Devemos preparar o caminho da luta por um plano de ação no seio do movimento operário, camponês e estudantil. Devemos lutar para acumular forças e ajudar a fortalecer as organizações nos marcos de um programa de massas, buscando a maior unidade de ação e evitando as disputas puramente faccionais e prestigistas, próprias das camarilhas e dos aparatos e alheias à classe trabalhadora.

Isto não quer dizer que não prestamos atenção em como levar adiante a unidade de ação de todo o povo trabalhador, que deve prestar especial atenção nos representantes de suas demandas, levando em conta que na unidade de ação se convive conjunturalmente com diversos setores, dirigentes que não tem entre seus antecedentes a atuação consequente, classista e combativa e que se somam ao trem da luta por oportunismo ou buscando tirar alguma vantagem .

A tarefa é voltar a impulsionar uma lista de denúncias de todos os setores atingidos pela crise, seja sindical, de mulheres, juvenil, ambiental, assim como a pequena burguesia e levar a luta política em direção aos interesses da classe operária para os diferentes movimentos do povo trabalhador para voltar a sair com força nas ruas. Devemos colocar em perspectiva a possibilidade de realizar uma Greve Geral para derrotar os planos neoliberais do governo.
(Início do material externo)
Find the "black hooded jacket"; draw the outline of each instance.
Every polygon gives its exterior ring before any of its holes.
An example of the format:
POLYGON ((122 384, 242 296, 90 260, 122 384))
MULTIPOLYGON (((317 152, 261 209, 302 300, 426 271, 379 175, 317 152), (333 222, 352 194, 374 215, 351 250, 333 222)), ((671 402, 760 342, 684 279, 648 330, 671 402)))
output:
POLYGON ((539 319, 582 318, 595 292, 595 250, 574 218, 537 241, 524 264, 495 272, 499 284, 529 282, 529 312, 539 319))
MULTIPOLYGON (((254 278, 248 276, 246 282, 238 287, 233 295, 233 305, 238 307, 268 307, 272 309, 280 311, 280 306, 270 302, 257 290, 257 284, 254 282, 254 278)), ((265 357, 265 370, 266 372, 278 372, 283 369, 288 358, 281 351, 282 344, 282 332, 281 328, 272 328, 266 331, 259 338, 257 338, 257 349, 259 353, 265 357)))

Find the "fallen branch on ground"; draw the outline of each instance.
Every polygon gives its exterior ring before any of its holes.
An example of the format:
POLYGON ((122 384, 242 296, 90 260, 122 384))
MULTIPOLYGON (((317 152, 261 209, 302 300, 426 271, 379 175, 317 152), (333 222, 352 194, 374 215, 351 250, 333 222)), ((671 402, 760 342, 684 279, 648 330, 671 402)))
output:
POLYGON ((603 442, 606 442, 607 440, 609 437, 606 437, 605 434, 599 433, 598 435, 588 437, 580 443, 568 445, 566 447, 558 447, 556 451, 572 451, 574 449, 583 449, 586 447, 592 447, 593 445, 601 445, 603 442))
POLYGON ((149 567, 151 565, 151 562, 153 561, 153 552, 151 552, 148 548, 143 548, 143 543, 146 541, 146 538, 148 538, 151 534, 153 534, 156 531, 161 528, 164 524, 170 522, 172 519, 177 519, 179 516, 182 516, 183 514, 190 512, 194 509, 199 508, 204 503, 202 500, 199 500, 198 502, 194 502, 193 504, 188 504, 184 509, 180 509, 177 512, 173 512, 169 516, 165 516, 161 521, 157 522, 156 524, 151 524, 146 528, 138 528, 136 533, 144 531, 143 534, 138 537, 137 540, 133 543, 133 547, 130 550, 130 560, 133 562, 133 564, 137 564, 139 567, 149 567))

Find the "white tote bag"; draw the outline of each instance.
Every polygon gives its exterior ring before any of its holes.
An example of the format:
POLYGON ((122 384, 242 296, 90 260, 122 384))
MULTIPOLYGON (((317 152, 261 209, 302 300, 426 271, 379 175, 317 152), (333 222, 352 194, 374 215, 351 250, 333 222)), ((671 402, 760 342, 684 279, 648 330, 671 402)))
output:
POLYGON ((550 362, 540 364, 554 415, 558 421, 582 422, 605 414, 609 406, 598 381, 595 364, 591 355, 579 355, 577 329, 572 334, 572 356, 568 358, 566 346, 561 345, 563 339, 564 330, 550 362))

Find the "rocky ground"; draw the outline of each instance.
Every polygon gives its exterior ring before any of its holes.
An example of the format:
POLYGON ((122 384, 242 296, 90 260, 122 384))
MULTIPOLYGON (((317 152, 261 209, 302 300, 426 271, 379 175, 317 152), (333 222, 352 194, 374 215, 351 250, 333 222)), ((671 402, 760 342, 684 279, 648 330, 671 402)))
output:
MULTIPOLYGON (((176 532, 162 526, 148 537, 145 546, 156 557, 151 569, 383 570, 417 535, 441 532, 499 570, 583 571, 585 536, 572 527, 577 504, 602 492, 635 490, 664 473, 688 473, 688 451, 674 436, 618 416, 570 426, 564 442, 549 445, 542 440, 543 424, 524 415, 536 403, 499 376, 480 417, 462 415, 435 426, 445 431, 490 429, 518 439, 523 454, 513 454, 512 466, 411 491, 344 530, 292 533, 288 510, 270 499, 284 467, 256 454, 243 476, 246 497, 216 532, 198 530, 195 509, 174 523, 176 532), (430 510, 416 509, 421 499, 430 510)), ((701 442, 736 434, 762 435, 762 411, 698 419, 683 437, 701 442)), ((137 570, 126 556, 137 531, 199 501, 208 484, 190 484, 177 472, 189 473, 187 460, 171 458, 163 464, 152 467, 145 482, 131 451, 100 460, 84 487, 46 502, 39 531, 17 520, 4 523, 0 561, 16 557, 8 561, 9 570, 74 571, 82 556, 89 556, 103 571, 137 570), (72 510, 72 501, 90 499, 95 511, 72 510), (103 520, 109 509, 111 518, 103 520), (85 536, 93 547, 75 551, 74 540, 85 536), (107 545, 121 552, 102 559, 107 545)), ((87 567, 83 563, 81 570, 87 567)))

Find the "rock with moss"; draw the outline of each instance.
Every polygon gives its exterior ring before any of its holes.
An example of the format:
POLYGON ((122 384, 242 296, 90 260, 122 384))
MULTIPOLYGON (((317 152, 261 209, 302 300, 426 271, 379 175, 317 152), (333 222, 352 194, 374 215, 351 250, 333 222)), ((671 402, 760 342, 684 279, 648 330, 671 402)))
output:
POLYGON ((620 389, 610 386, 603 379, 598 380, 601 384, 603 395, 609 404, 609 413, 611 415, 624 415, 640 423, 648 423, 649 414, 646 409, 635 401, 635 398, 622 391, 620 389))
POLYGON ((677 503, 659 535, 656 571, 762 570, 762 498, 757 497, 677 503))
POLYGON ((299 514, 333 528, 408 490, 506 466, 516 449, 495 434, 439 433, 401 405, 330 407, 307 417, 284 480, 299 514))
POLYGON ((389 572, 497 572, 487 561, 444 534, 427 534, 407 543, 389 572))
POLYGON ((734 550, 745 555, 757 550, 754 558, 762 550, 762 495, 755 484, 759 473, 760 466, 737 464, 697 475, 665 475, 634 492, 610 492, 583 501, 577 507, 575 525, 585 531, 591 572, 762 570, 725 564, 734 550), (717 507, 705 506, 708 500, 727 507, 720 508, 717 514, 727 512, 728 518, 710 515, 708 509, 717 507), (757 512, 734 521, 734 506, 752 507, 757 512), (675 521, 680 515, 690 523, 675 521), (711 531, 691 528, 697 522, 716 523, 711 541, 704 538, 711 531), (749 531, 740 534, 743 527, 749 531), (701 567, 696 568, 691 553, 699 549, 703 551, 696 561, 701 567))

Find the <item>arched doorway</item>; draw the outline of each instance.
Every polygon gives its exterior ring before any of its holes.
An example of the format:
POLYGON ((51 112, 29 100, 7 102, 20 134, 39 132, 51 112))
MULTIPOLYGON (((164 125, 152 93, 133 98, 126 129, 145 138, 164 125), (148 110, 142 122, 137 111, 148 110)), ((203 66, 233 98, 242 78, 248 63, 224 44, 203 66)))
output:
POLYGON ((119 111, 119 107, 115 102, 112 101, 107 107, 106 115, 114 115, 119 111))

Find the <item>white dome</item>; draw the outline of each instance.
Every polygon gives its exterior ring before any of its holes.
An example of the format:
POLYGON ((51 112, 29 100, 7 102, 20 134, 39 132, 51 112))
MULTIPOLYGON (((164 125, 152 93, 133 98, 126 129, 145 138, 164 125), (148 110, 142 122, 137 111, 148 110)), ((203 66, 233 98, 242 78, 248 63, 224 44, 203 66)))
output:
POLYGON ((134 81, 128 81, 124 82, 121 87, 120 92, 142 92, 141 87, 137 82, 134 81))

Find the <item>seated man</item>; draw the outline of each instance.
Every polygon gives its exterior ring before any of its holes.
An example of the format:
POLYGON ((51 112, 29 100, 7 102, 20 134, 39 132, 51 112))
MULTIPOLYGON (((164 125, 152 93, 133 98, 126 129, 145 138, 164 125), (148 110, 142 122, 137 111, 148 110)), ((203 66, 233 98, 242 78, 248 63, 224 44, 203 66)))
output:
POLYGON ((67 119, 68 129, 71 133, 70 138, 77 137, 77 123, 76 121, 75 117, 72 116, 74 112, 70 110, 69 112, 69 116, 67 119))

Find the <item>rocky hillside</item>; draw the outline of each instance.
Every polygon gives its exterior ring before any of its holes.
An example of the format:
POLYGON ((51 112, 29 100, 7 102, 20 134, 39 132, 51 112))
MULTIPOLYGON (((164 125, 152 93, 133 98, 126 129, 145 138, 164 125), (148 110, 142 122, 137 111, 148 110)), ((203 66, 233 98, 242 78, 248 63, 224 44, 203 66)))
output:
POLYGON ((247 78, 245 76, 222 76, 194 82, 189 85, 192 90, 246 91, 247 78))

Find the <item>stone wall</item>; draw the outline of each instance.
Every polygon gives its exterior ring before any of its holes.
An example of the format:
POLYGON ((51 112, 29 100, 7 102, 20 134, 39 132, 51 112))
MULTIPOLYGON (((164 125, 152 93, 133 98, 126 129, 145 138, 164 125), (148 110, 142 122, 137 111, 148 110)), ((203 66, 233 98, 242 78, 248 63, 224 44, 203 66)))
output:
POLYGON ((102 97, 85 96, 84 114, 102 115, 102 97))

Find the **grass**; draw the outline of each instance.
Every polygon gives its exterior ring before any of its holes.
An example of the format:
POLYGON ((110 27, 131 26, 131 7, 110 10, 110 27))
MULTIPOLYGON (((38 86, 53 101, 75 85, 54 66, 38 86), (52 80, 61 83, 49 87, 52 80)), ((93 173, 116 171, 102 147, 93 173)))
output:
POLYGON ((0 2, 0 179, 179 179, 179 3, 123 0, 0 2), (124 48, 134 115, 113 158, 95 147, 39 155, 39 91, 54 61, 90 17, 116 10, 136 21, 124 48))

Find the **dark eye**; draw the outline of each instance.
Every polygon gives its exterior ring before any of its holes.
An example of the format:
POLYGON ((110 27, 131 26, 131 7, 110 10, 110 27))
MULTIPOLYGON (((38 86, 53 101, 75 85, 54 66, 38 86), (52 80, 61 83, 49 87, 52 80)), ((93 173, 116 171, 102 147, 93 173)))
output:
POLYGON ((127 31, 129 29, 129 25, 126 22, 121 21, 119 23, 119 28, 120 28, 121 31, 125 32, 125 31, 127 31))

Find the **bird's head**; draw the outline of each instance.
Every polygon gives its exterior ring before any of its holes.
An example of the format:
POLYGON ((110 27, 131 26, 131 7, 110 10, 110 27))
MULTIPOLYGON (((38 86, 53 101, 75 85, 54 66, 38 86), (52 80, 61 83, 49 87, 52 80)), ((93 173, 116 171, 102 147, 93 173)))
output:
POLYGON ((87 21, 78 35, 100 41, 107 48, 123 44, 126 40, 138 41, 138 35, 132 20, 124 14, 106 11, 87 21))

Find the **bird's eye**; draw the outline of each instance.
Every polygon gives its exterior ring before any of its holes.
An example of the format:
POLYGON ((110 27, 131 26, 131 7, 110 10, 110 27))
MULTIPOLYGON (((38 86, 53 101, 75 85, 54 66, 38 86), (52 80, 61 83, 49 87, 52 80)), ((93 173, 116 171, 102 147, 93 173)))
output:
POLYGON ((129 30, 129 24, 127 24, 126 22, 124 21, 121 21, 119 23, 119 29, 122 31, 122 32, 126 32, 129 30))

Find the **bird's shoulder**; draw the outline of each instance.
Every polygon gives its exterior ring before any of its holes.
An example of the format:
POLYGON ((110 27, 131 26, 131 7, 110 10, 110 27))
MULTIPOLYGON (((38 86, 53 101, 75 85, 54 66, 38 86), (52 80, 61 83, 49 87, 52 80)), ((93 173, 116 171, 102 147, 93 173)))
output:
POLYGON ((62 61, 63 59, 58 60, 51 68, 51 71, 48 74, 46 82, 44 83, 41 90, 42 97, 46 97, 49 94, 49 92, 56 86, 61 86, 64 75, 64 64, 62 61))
Temos que conceber as tarefas traçadas com o objetivo de ir além de frear o governo e suas medidas e fazer avançar a classe operária em direção à sua verdadeira independência política. É por isso que é urgente discutir entre as organizações operárias e populares um programa alternativo de governo, um programa que coloque o Estado a serviço da classe trabalhadora e do povo, um programa de governo que defenda o patrimônio e a soberania nacional em função dos interesses da nossa classe. Isto só poderá ser possível com um governo dos trabalhadores.

A partir do Partido dos Trabalhadores nos colocamos à disposição de levar adiante essas tarefas defendendo sempre a estratégia de que a única saída para nossa classe é a de um governo operário, revolucionário e socialista.